Disclaimer: I do not own the Newsflesh Trilogy.I wish I did though.

It's pure genius.

So I decided to give this a try. I figured that the Newsflesh Trilogy could use more love on this website. Anyone who is willing to beta a Shaun x OC romance story. Please message me.

Please Read & Review

Just Beneath The Surface ByAzalia Fox Knightling

Oneshot: Just Beneath The Surface.

The secret side of me, I never let you see
I keep it caged but I can't control it
So stay away from me, the beast is ugly
I feel the rage and I just can't hold it

It's scratching on the walls, in the closet, in the halls
It comes awake and I can't control it
Hiding under the bed, in my body, in my head
Why won't somebody come and save me from this, make it end?

I feel it deep within, it's just beneath the skin
I must confess that I feel like a monster
I hate what I've become, the nightmare's just begun
I must confess that I feel like a monster

I, I feel like a monster
I, I feel like a monster

My secret side I keep hid under lock and key
I keep it caged but I can't control it
'Cause if I let him out he'll tear me up, break me down
Why won't somebody come and save me from this, make it end?

I feel it deep within, it's just beneath the skin
I must confess that I feel like a monster
I hate what I've become, the nightmare's just begun
I must confess that I feel like a monster

I feel it deep within, it's just beneath the skin
I must confess that I feel like a monster
I, I feel like a monster
I, I feel like a monster

It's hiding in the dark, it's teeth are razor sharp
There's no escape for me, it wants my soul, it wants my heart
No one can hear me scream, maybe it's just a dream
Maybe it's inside of me, stop this monster

I feel it deep within, it's just beneath the skin
I must confess that I feel like a monster
I hate what I've become, the nightmare's just begun
I must confess that I feel like a monster

I feel it deep within, it's just beneath the skin
I must confess that I feel like a monster
I've gotta lose control, he something radical
I must confess that I feel like a monster

I, I feel like a monster
I, I feel like a monster
I, I feel like a monster
I, I feel like a monster

-Monster by Skillet

One of the most important things that Irwin had to know was, when to be smart and when not to be an idiot riding on pure stupidity.

That's how most things ended up starting with an idiot who had decided that they shouldn't use their head. Although this situation wasn't as bad as the dumbasses who were responsible for Kellis-Amberlee, no that was worse than the situation that twenty-three year old, Georgette Ann Walsh seemed to find herself in.

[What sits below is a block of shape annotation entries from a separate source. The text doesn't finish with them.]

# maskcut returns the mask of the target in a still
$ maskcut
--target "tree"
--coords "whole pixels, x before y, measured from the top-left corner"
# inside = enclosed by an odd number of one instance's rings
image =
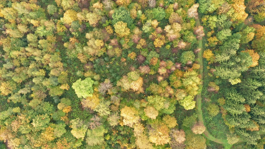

Georgette Ann Walsh, aka. Annie Walsh suddenly found herself wishing that she had listened to her mother and became a Fictional like her mother had wanted. She could hear now.

"It's all fun and games to poke a zombie with a stick, until it decides that it wants to take a chunk out of your arm. After all look what happened."

Her mother used to nag her for hours about wanting to become an Irwin like her father. But Ann just wanted to become an Irwin. After all it looked so cool and fun, dangerous, but fun. That's what made being an Irwin so exciting, the thrill.

Though now Ann regretted her decision as she stared at the blinking red light on the field testing kit.

It was only a matter of time until the CDC decides to arrive to blow her brains to pieces. Such a lovely thought.

Ann had managed to get surrounded by a hoard in Santa Cruz; resulting in her getting bit, though she had managed to slip by them. How in the hell she did it she couldn't recall. It didn't even register in her brain that she had gotten bit. She had been so happy to get away. It wasn't until she was in the safety of her van, that she had even noticed the bite on her wrist.

That was one of the tell-tale signs of conversion taking place. The ability to feel pain disappearing.

Ann moved over to upload the video feed she had gotten of her last and final trip. Then reaching over to make sure the cameras were on live.

Ann let a sigh escape her lips.

"My name is Georgette Ann Walsh and if you're watching this I'm in conversion. So mom you were right. I'd never thought that I would ever say that. It's a strange thing to know that in just a few minutes that you're going to have your life ripped away. Though I was dead the moment I got bit."

Ann reached over and grabbed her gun.

"I was always told that in training if you're dumb enough to get bit do the world a favor and put a bullet in your brain. Harsh… but true."

Ann could feel the virus moving in her veins to wake the monster inside waiting just beneath the surface.

"Who am I?" She found herself asking

She looked at the gun in her hand and reached up and pulled the trigger with a loud BANG.